コポコポと音が鳴る。お湯が沸いたようだ。ユフィルは今日採ってきた草やキノコを鍋の中に入れていく。透明だったお湯は、徐々に緑色のスープへと変化していく。

正直俺は、このスープが苦手だ。草の苦味がスープに溶け込み、青汁のような味がするのだ。だがユフィルにとってはこのスープは美味しいようだ。


「もうちょっとでできますからね。」


お箸で沸騰されたお湯の中のかき混ぜながらユフィルが、まるで毒リンゴを作る魔女のように見える。


「勇者様、毎日このスープですみません…。」


眉尻を垂れ下げてバツの悪そうな顔をして言うユフィルに、海斗は自身の頰が引きつっていることに気がついた。


「いやいや、ユフィルが謝ることないだろ!それどころかありがたいよ。毎日ありがとう。」


顔の前で手を横に振って、慌てて否定する。しかしユフィルの表情は依然落ち込んだままだ。それどころか肩を落として、悲しそうにかき混ぜられる鍋の中に目線を落とした。

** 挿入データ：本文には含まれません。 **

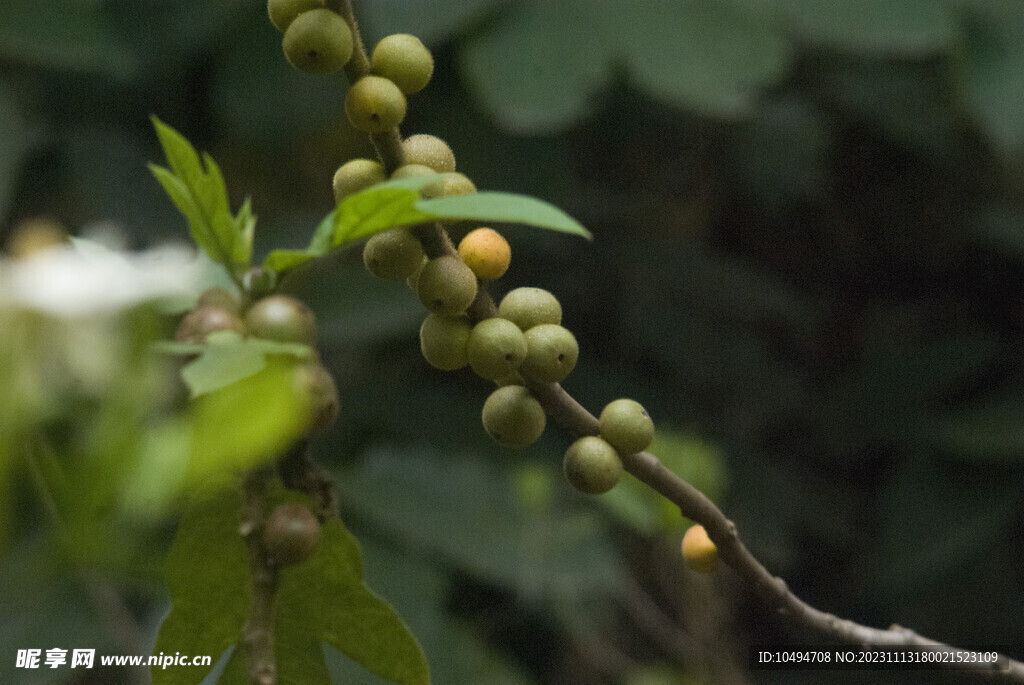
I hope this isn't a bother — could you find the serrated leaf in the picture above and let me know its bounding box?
[151,489,252,685]
[150,117,256,279]
[278,520,430,685]
[153,488,430,685]
[416,191,593,240]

毎日このスープになってしまうのは仕方がないことだ。村から持ってきた調理不要の食べ物は、朝食や食べ物が手に入らないようにとっておく必要がある。

ゲームの中の冒険では、主人公たちはお腹も空かないしトイレもしない。しかし実際はお腹も空くし、トイレをする場所もない。トイレをするときは石影に隠れて穴に埋めるのだ。紙だって冒険の中では貴重だから、大きめの綺麗な葉っぱを使ってふく。

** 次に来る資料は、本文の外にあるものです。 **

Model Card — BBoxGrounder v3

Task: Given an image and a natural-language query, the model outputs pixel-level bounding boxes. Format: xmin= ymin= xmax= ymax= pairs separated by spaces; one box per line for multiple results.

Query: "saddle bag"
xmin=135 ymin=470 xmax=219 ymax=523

お風呂に入ることもできない。小川を見つけた時に、布に水を染み込ませて体を拭くしかないのだ。

実際の冒険がこれほど大変だとは夢にも思わなかった。


「次の村に着けば、もっと美味しいものを食べられるんですが…。」


そうだ。村に着けば美味しいご飯だって食べられるし、お風呂にも入ることができる。

村に着くのはいつだろうか。そう考えながら、夜を迎え始めた空を見上げた。